Finalement cette rumeur aura coûté la carrière à un joueur aux portes de l’équipe nationale, capitaine du Benfica. Si le journal O Crime est le seul à avoir sous-entendu directement cette relation, c’est surtout le papier de Manuel Serrão qui aura mis le feu aux poudres. Cet éditorialiste, très connu au Portugal est aussi réputé pour ses sorties de route et provocations. Il est aussi connu pour être un fervent supporter du FC Porto. Dans son article une phrase avait particulièrement alimenté les soupçons. Dans celle-ci , dans le post-scriptum de l’article, l’auteur se demande s’il y avait « des papillons sur les cordes dans le vestiaire du Benfica à cause du nouveau capitaine ». L’expression portugaise usuelle est « des moustiques sur les cordes » et signifie qu’il y a de la discorde, ici des frictions au sein du vestiaire, l’auteur se défend d’avoir utilisé le mot papillon innocemment, d’avoir « voulu changer d’insecte pour donner un style original à sa phrase ». Il est cependant difficile de croire que le choix du papillon, insecte coloré et souvent associé aux mouvements LGBT était innocent, surtout à la vue du pedigree de Serrão.

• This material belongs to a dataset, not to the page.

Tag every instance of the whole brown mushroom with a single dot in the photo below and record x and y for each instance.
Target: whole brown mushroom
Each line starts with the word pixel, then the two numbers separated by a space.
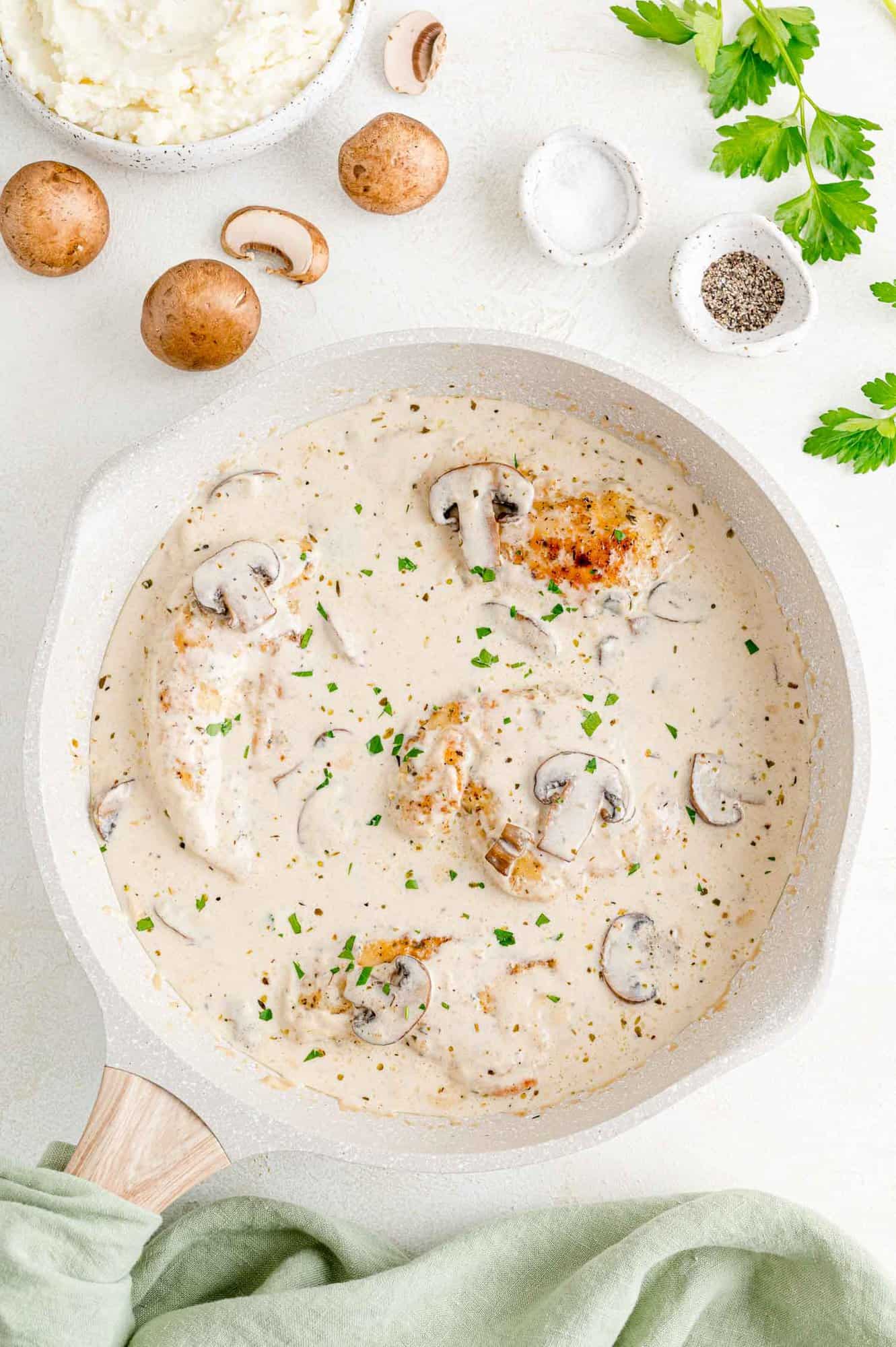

Ironie de l’histoire, 23 ans plus tard lui et Calado sont collègues et travaillent pour Correia da Manha. Finalement on ne connaîtra sûrement jamais les dessous de l’histoire, mais une chose est certaine : le « silencieux » Calado aura payé très cher ce « bruit » qui aura circulé en cet automne 2000. Si le destin de Calado n’a pas atteint des proportions aussi dramatiques que celui de Justin Fashanu, il faut avouer que 20 après les mœurs n’ont que peu changé dans le milieu du foot. Les « fausses rumeurs » et les insultes les accompagnant restent régulières et la grande majorité des joueurs préfèrent rester « calado » sur ce sujet.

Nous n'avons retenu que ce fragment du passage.